Some studies with atorvastatin, fluvastatin and rosuvastatin have suggested that every-other-day dosing regimens need to be nearly twice the daily dose to result in comparable LDL-C lowering, but Cleveland Clinic’s analysis found that reasonable reduction can be achieved with the same or even low doses in both daily and intermittent dosing strategies.

Also, Dr. Rocco says: “Starting at a low dose of potent statin with intermittent dosing and gradually increasing the dose and frequency over time can promote better tolerance.”

Dealing with Statin Intolerance

Fortunately, many patients are able to tolerate statins without side effects, but it is not uncommon for some patients to complain of symptoms they believe are caused by their lipid-lowering medication. These guidelines can help you respond:


Patient history. Headaches, gastrointestinal complaints, muscle toxicity (weakness and/or pain) and elevated hepatic enzymes have been shown to be related to statin usage. Since those symptoms also may result from factors unrelated to statin intake – increased physical activity, hypothyroidism, heavy alcohol use, acute viral disease or drug interactions, for example – it’s important to first conduct a thorough history of your patient to rule out other causes.
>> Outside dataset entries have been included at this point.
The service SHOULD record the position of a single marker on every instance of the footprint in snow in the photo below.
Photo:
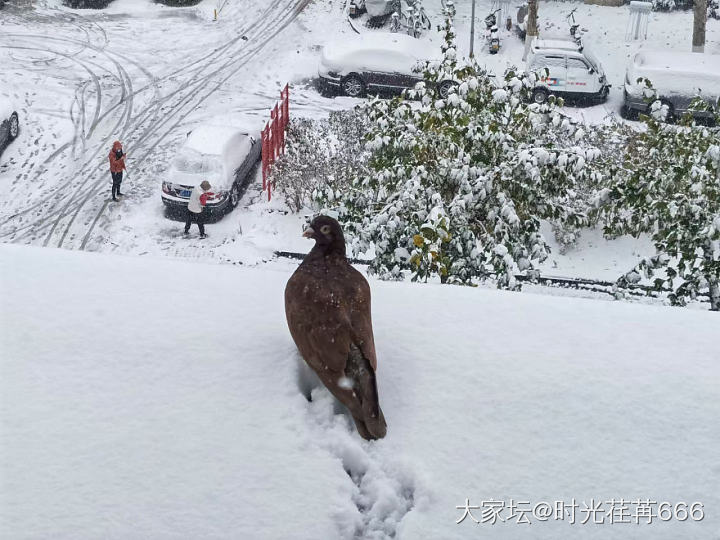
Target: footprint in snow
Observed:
(384, 491)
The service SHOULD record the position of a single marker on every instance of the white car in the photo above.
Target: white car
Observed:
(223, 155)
(376, 62)
(677, 79)
(9, 120)
(572, 71)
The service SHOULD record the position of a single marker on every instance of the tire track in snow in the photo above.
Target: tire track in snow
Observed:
(197, 82)
(270, 30)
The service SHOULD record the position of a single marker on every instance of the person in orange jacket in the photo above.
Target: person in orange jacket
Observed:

Rechallenge. Discontinuing the statin to determine if adverse muscle or hepatic events resolve, and rechallenging with the previous or lower dosage to determine if symptoms return, can help confirm whether intolerance is the root cause.

Dosage or drug changes. If symptoms resume on rechallenge, consider reducing the dosage amount or administration frequency of the existing statin, or prescribing a different one. Statins with alternative metabolic pathways may provide symptom relief. Those with longer-acting formulas may enable intermittent – i.e., every-other-day or weekly – dosing while still helping reduce low-density lipoprotein cholesterol (LDL-C). However, it remains unclear whether such intermittent statin dosing results in the same cardiac risk reduction as daily administration.
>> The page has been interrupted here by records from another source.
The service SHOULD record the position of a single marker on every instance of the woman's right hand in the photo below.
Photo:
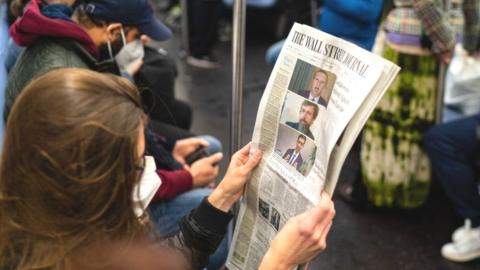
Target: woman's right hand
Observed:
(302, 238)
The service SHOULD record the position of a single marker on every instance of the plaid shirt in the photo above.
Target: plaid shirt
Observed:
(439, 20)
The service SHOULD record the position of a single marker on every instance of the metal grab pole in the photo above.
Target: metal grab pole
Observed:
(185, 34)
(440, 93)
(238, 52)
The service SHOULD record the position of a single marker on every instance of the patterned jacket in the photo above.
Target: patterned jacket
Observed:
(440, 20)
Other alternatives. If statin-related symptoms still persist, LDL-C reducing options alone or in combination include non-statin drugs such as ezetimibe, bile acid sequestrants and niacin. It is important to emphasize the role of physical exercise and dietary additions such as soy, viscous fiber (found in whole grains, beans, nuts), plant sterols and stanols (from fruits, vegetables, nuts, seeds, cereals and legumes). Caution is advised, because clinical trials have not compared the long-term outcomes of various statin intolerance-management strategies.